The Hallowiener by Dav Pilkey

Recommended by Thom Ball, branch manager of the Pacifica Libraries.  I wish I had remembered this one, since it is also perfect for Halloween.   Oscar the dachshund has enough problems with being called “Wiener Dog!” by the other dogs, and then his mother expects him to spend Halloween night dressed as…a hot dog.  Filled with Pilkey’s characteristic puns and visual humor, this is one of my favorite October read-alouds.

Walter the Farting Dog: Trouble at the Yard Sale by William Kotzwinkle

Recommended by local Mom Ria Tajbl.  When Walter ruins the family yard sale by driving away all the customers, his owner sells him for $10 to a clown with a secret plan to use Walter’s gas to inflate noxious balloons he plans to use to help him stun guards so he can rob banks.   Gotta love Walter!  Ria also recommended the classic easy reader Go, Dog, Go! by P.D. Eastman.

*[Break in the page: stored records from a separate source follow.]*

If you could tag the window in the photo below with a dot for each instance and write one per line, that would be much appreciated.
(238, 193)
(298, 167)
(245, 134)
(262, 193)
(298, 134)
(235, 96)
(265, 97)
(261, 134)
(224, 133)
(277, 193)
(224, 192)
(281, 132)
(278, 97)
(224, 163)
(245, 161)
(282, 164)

Stanley’s Party by Linda Bailey

Recommended by school media specialist Linda Anderson.  When Stanley the dog discovers that he can get away with lying on the forbidden couch while his people are out, he wonders what other liberties he can take.  Soon he is throwing a wild party with all the dogs in town!

Old Mother Hubbard by Jane Cabrera

Recommended by Christina Olson, who says it was one her kids read to pieces.  Funny extended version of the classic nursery rhyme with bright, whimsical illustrations.

Carl’s Afternoon in the Park by Alexandra Day

Recommended by Tanya Scoville.  The Carl books are sweet, beautifully-illustrated, mostly wordless adventures about a baby and a kind Rottweiler.  In this one they spend the day in the park together, riding on a carousel and going to a zoo.

No Roses for Harry by Gene Zion and Margaret Bloy Graham

Recommended by Barbara Beyer.  In this sequel to Harry, the Dirty Dog, Harry tries desperately to get rid of his new present from Grandma: a sweater with big roses all over it.

What are your favorite picture books about dogs?